やってみよう: ルールファイルを作成する
mkdir -p .claude/rules
例えば、コーディングスタイルに関するルールを分離するなら、以下のようにファイルを作ります。
touch .claude/rules/code-style.md
中身はこんな感じです。
# コーディングスタイル
- TypeScript strict mode を使用する
- any は禁止。unknown + 型ガードを使う
- 関数名は camelCase
- コンポーネント名は PascalCase
- ファイル名は kebab-case(例: user-profile.tsx)
フォルダ構成の全体像はこうなります。
.claude/rules/
├── code-style.md # コードの書き方ルール
├── testing.md # テストに関するルール
├── api-conventions.md # API設計のルール
└── security.md # セキュリティに関するルール
ルールをファイルごとに分けることで、「テストのルールだけ変更したい」というとき、該当ファイルだけを編集すれば済みます。CLAUDE.mdが肥大化して見通しが悪くなることも防げます。
特定のファイルにだけ適用するルール(パススコープ)
さらに便利な機能として、「このルールは、特定のフォルダのファイルを編集しているときだけ適用する」という設定ができます。
ファイルの先頭に paths を書きます。
---
paths:
- "src/api/**/*.ts"
---
# API 設計ルール
- すべてのハンドラーは { data, error } 形式で返す
- リクエストのバリデーションには zod を使う
- エラーメッセージはユーザー向けの日本語にする
この設定をすると、Claudeが src/api/ フォルダ内のTypeScriptファイルを編集しているときだけ、このルールが読み込まれます。

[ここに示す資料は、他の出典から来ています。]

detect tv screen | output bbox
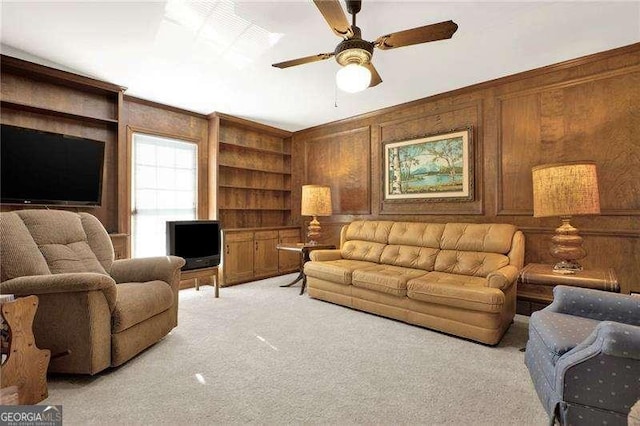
[167,220,220,270]
[0,124,105,206]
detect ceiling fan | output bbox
[273,0,458,93]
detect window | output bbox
[131,133,198,257]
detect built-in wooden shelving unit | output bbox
[210,113,291,228]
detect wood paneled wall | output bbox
[292,43,640,292]
[0,56,124,233]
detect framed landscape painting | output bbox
[383,128,474,201]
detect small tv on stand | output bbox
[167,220,221,271]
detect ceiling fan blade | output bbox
[364,62,382,87]
[271,52,333,68]
[313,0,353,38]
[374,21,458,50]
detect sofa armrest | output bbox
[545,285,640,326]
[487,265,519,290]
[0,272,116,311]
[555,321,640,413]
[111,256,185,291]
[309,249,342,262]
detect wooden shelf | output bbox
[212,113,292,229]
[218,207,291,212]
[220,141,291,157]
[218,184,291,192]
[219,163,291,176]
[0,100,118,125]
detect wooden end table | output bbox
[517,263,620,315]
[0,296,51,405]
[276,243,336,296]
[180,266,220,297]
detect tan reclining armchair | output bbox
[0,210,184,374]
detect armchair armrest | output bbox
[309,249,342,262]
[555,321,640,413]
[545,285,640,326]
[111,256,185,289]
[487,265,519,290]
[0,272,116,311]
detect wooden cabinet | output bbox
[221,227,300,287]
[278,228,302,274]
[222,231,254,286]
[253,230,278,278]
[211,113,291,228]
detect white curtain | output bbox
[131,133,198,257]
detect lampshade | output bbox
[532,162,600,217]
[301,185,333,216]
[336,63,371,93]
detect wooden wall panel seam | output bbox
[496,64,640,102]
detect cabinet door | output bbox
[278,229,301,273]
[222,232,254,285]
[253,231,278,278]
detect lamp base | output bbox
[307,216,321,246]
[551,216,587,274]
[553,260,582,275]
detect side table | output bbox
[276,243,336,296]
[0,296,51,405]
[516,263,620,315]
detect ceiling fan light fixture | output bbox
[336,63,371,93]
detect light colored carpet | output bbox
[42,275,547,425]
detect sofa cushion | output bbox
[351,265,427,296]
[529,310,600,365]
[380,245,440,272]
[111,281,173,333]
[340,240,385,263]
[407,272,505,313]
[0,212,51,282]
[304,259,376,285]
[440,223,518,254]
[433,250,509,277]
[16,210,107,274]
[345,220,394,244]
[388,222,445,249]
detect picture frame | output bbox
[382,127,475,202]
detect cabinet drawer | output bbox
[254,231,278,240]
[278,229,300,241]
[224,232,253,242]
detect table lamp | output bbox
[532,162,600,274]
[301,185,333,245]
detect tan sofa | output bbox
[0,210,184,374]
[304,221,524,345]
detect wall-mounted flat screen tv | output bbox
[0,124,105,206]
[167,220,220,271]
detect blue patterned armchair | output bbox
[525,286,640,425]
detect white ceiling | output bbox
[0,0,640,131]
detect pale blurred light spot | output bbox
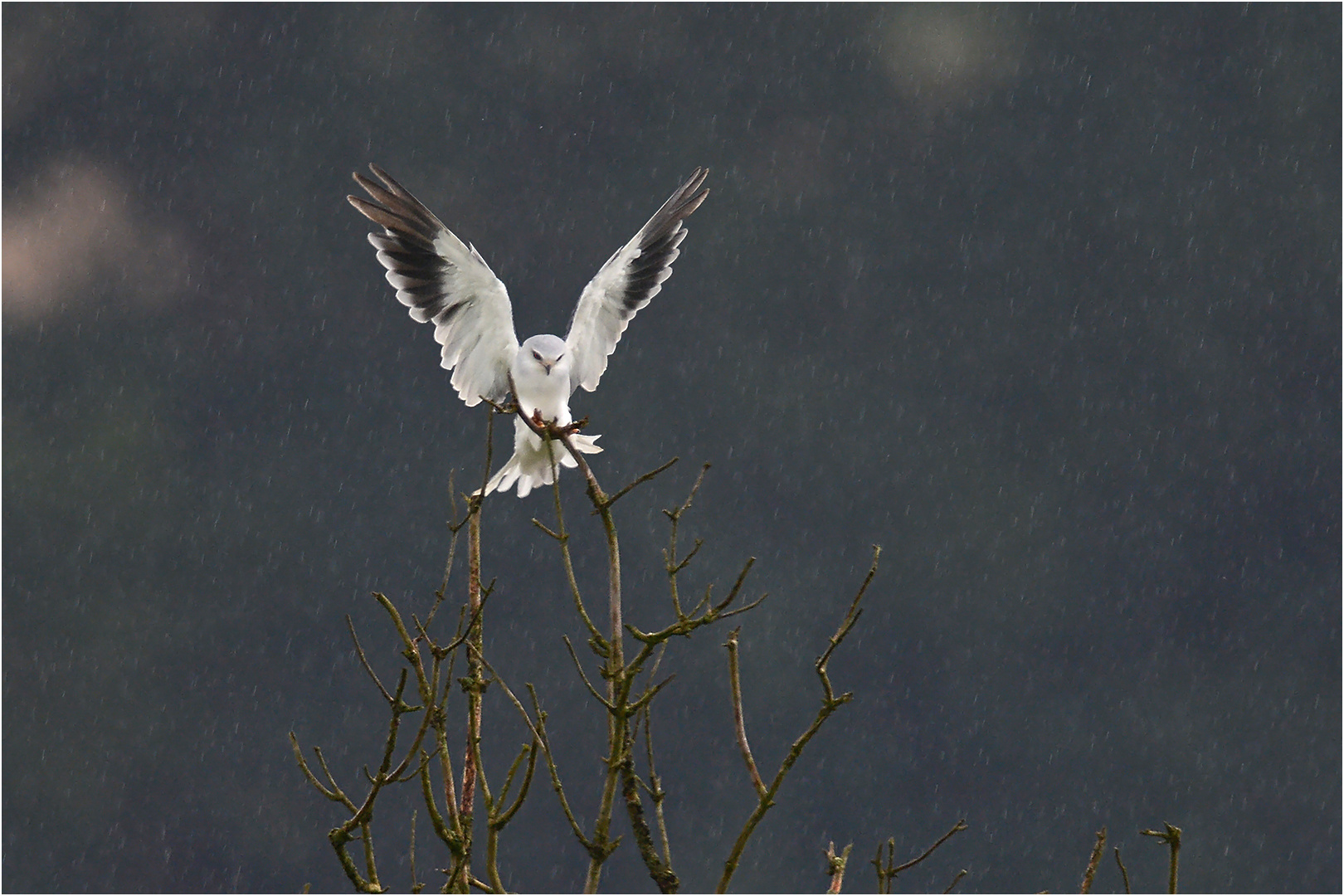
[872,4,1027,106]
[0,161,188,325]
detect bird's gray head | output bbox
[518,334,570,376]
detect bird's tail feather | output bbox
[473,425,602,499]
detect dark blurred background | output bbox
[2,4,1342,892]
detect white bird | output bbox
[347,164,709,499]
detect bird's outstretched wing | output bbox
[347,164,518,407]
[564,168,709,392]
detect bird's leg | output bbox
[481,395,518,415]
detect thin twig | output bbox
[723,627,768,801]
[716,545,882,894]
[1138,822,1180,894]
[826,844,854,894]
[891,818,969,877]
[606,457,681,506]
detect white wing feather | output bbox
[347,165,518,407]
[564,168,709,392]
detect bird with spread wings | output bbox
[347,164,709,499]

関係ないファイルを編集しているときは無視されるので、コンテキストウィンドウを節約できます。
「パス」はファイルの場所(パス)のこと、「スコープ」は「範囲」のことです。つまり「特定のファイルパスの範囲内でだけ有効なルール」という意味です。paths を書かないルールファイルは、常にすべてのセッションで読み込まれます。
commands/ フォルダ -- 自分だけのスラッシュコマンドを作る
Claude Codeでは、/help や /clear のようにスラッシュ(/)から始まるコマンドが使えます。実は、この「スラッシュコマンド」を自分で作ることができます。

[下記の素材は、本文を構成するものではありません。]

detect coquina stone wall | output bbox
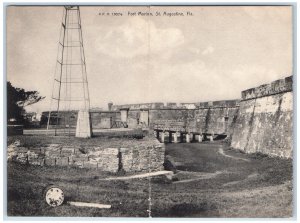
[8,140,165,172]
[231,77,293,158]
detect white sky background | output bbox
[6,6,292,112]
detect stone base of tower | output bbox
[75,111,92,138]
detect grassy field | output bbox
[7,139,292,217]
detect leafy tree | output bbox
[7,81,45,123]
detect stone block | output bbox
[45,150,60,157]
[45,157,56,166]
[83,161,98,169]
[16,147,28,153]
[72,160,84,168]
[28,158,45,166]
[27,151,39,159]
[56,157,69,166]
[70,156,89,162]
[76,110,92,138]
[16,156,28,164]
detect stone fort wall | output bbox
[7,139,165,173]
[39,76,293,158]
[231,77,293,158]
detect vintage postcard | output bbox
[4,4,295,219]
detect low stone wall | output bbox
[8,140,165,173]
[231,77,293,158]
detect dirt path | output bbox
[103,170,173,180]
[218,148,250,162]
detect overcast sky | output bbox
[6,6,293,112]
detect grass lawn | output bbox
[7,139,292,217]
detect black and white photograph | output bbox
[3,2,296,220]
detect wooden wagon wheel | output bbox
[44,185,65,207]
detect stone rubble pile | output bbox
[7,141,165,172]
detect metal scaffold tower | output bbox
[47,6,90,137]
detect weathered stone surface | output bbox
[76,111,92,138]
[231,89,293,158]
[28,158,45,166]
[83,160,98,169]
[45,157,55,166]
[56,157,69,166]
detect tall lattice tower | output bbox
[47,6,91,137]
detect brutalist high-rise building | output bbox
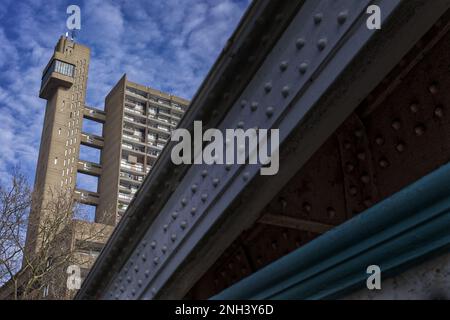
[17,36,189,296]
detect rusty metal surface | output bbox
[187,13,450,299]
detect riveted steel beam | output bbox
[75,0,449,299]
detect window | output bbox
[42,60,75,83]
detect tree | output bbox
[0,171,112,299]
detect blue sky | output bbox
[0,0,250,188]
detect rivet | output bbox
[379,158,389,169]
[395,142,406,153]
[392,120,402,131]
[361,175,370,184]
[295,38,306,50]
[317,38,328,51]
[298,62,308,74]
[358,152,366,161]
[428,83,439,95]
[345,162,355,173]
[363,199,373,208]
[338,11,348,24]
[409,103,419,113]
[272,241,278,250]
[314,13,323,24]
[303,202,312,213]
[344,141,352,150]
[327,207,336,219]
[434,107,444,118]
[375,136,384,146]
[414,124,425,137]
[281,86,290,98]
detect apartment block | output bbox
[97,75,188,225]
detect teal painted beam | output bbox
[212,164,450,300]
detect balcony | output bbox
[120,172,144,185]
[118,192,133,203]
[83,106,106,123]
[124,104,145,117]
[75,189,100,206]
[120,160,144,173]
[81,132,105,149]
[123,114,146,127]
[122,143,145,153]
[122,132,145,143]
[78,160,102,177]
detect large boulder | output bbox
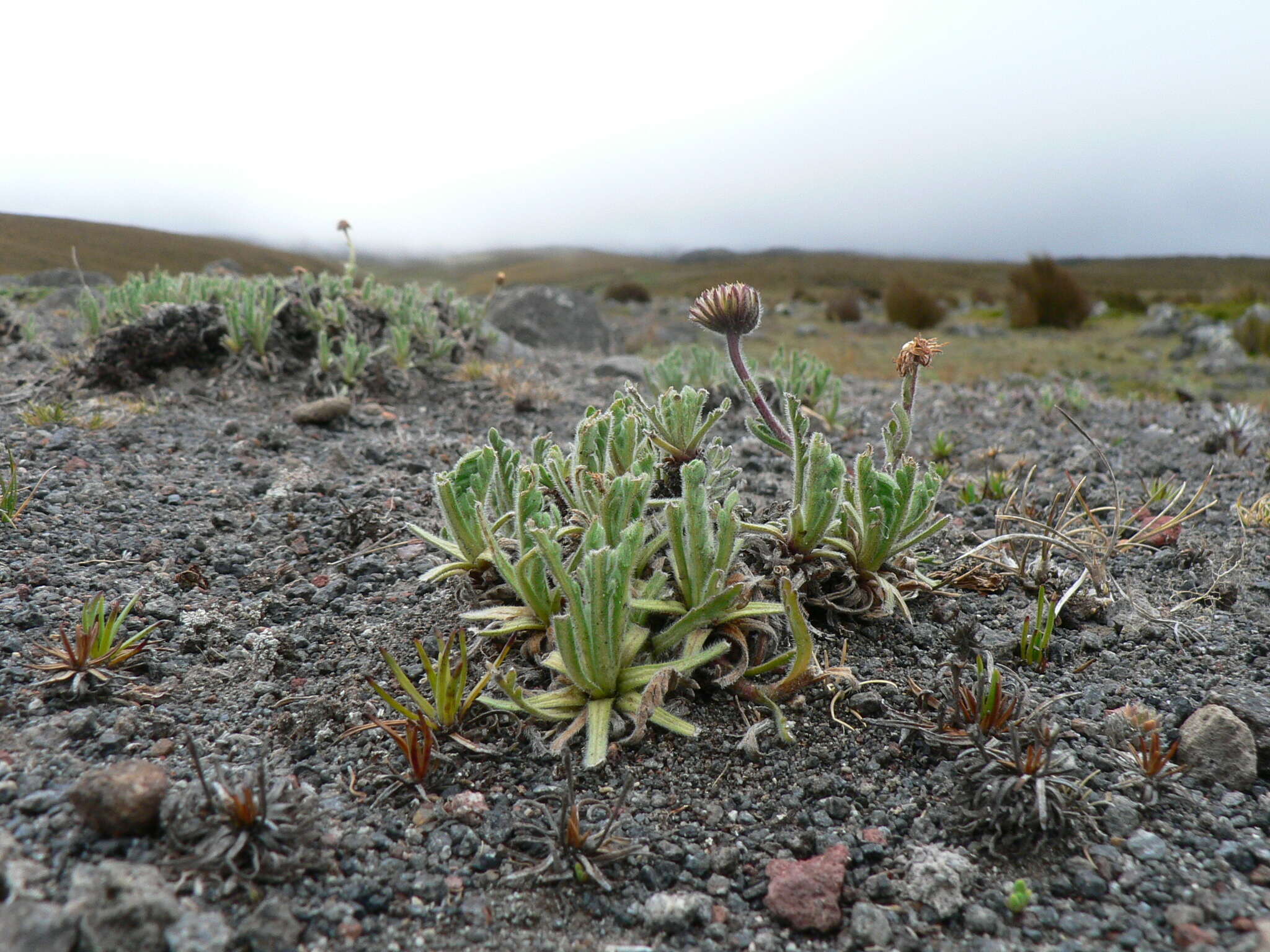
[1177,705,1258,790]
[79,303,226,390]
[66,859,180,952]
[485,284,613,353]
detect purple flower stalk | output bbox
[688,282,794,444]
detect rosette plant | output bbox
[482,510,726,767]
[833,337,949,618]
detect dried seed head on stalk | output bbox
[688,282,763,334]
[895,334,944,377]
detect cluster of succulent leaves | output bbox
[411,371,945,767]
[79,269,482,387]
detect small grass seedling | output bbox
[29,591,159,695]
[931,430,956,464]
[1018,585,1058,671]
[0,447,52,526]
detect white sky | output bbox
[0,0,1270,258]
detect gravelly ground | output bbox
[0,306,1270,950]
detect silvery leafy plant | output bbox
[401,284,945,767]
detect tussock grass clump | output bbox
[824,289,861,324]
[882,275,944,330]
[1010,255,1092,328]
[605,281,653,305]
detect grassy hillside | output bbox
[0,213,1270,301]
[378,249,1270,299]
[0,213,338,281]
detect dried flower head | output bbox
[688,282,763,335]
[162,733,321,882]
[895,334,944,377]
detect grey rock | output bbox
[1177,705,1258,790]
[644,892,711,933]
[14,790,62,816]
[164,911,234,952]
[66,766,167,837]
[0,900,79,952]
[1103,797,1142,837]
[484,327,535,363]
[1207,685,1270,775]
[66,859,180,952]
[0,853,52,902]
[23,268,114,288]
[1170,321,1248,373]
[1126,830,1168,861]
[1138,302,1184,338]
[291,396,353,425]
[962,902,1001,935]
[1058,913,1103,937]
[592,354,647,382]
[851,902,890,948]
[1165,902,1204,925]
[485,284,612,353]
[900,845,974,919]
[235,895,305,952]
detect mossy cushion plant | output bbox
[406,284,945,767]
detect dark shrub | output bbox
[1231,306,1270,354]
[605,281,653,305]
[882,274,944,330]
[1101,291,1147,314]
[1010,257,1092,328]
[824,291,859,324]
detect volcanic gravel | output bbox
[0,321,1270,950]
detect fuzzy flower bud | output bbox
[688,282,763,334]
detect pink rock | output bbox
[1134,506,1183,549]
[445,790,489,826]
[763,843,851,932]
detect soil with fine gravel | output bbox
[0,303,1270,952]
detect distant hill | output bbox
[382,247,1270,299]
[0,213,1270,301]
[0,212,339,281]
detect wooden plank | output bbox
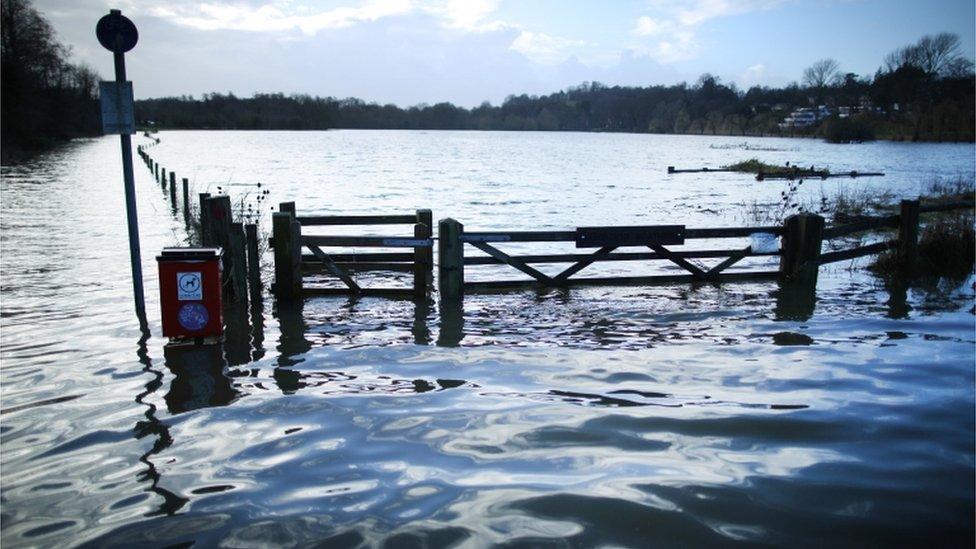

.claude/commands/ フォルダにマークダウンファイルを置くだけで、それがそのままコマンドになります。
やってみよう: コードレビューコマンドを作る
mkdir -p .claude/commands
review.md というファイルを作り、以下の内容を書きます。
現在のブランチと main ブランチの差分を確認し、
以下の観点でコードレビューをしてください。
1. バグの可能性がある箇所
2. セキュリティ上の懸念
3. パフォーマンスの問題
4. コーディング規約に違反している箇所
差分の取得:
`git diff main...HEAD`
これで、Claude Codeのセッション中に /project:review と入力するだけで、上記のプロンプト(指示文)が自動的に実行されます。

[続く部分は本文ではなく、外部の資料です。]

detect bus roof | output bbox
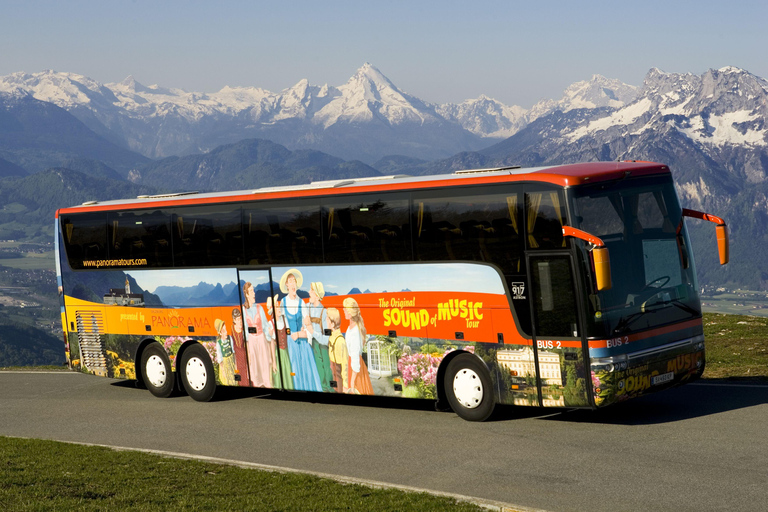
[56,161,670,218]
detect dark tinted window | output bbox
[323,194,411,263]
[108,210,173,267]
[243,200,323,265]
[173,206,243,267]
[61,213,107,268]
[525,190,565,249]
[413,187,524,274]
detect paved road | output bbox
[0,372,768,511]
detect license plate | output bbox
[651,372,675,386]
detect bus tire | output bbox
[443,354,496,421]
[141,343,175,398]
[179,343,216,402]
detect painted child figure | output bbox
[213,318,237,386]
[326,308,349,393]
[305,282,335,393]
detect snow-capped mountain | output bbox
[0,63,635,162]
[428,67,768,289]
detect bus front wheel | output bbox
[179,343,216,402]
[141,343,174,398]
[443,354,496,421]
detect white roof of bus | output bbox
[66,161,667,210]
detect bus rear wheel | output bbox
[179,343,216,402]
[141,343,174,398]
[443,354,496,421]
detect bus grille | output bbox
[75,311,107,377]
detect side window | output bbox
[529,256,579,338]
[61,213,107,269]
[243,200,323,265]
[413,189,523,274]
[323,194,411,263]
[108,210,173,267]
[173,206,243,267]
[525,190,565,250]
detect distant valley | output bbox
[0,64,768,290]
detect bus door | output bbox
[238,270,280,389]
[526,251,589,407]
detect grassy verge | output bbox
[704,313,768,380]
[0,437,482,511]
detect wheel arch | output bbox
[435,348,499,411]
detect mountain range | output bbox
[0,63,636,164]
[0,64,768,289]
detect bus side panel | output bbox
[267,263,509,399]
[62,267,248,385]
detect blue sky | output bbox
[126,263,504,295]
[0,0,768,108]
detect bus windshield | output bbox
[571,176,701,338]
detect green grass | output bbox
[704,313,768,380]
[0,437,482,511]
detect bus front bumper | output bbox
[590,335,705,407]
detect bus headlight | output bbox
[590,355,627,373]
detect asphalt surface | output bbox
[0,372,768,511]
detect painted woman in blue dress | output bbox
[280,268,323,391]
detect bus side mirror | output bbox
[715,224,730,265]
[677,208,730,265]
[589,247,612,291]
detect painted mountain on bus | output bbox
[0,63,636,167]
[0,167,155,242]
[0,90,149,175]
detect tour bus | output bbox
[56,162,728,420]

コマンドファイルの中で、バッククォート()で囲まれたシェルコマンドは、実際にターミナルで実行され、その出力結果がプロンプトに埋め込まれます。つまり git diff main...HEAD` と書いておけば、Claudeは実際の差分を見ながらレビューしてくれます。
もう一つの例: Issue修正コマンド
touch .claude/commands/fix-issue.md
GitHub Issue #$ARGUMENTS の内容を確認し、以下の手順で修正してください。
1. Issue の内容を読んで、問題を理解する
2. 関連するコードを特定する
3. 修正方針を提案し、確認を求める
4. 承認されたら修正を実装する
5. テストが通ることを確認する
Issue の取得:
`gh issue view $ARGUMENTS`
$ARGUMENTS は、コマンド実行時に渡す引数(追加情報)です。/project:fix-issue 42 と入力すると、$ARGUMENTS が 42 に置き換わり、Issue #42 の修正に取りかかります。
コマンドの種類
コマンドは2つの場所に作ることができ、呼び出し方が異なります。
| 場所 | 呼び出し方 | 共有範囲 |
|---|---|---|
.claude/commands/review.md | /project:review | チーム全員 |
~/.claude/commands/review.md | /user:review | 自分だけ |
チームで共有したいコマンドはプロジェクトの .claude/commands/ に、個人的に使いたいコマンドはホームの ~/.claude/commands/ に置きます。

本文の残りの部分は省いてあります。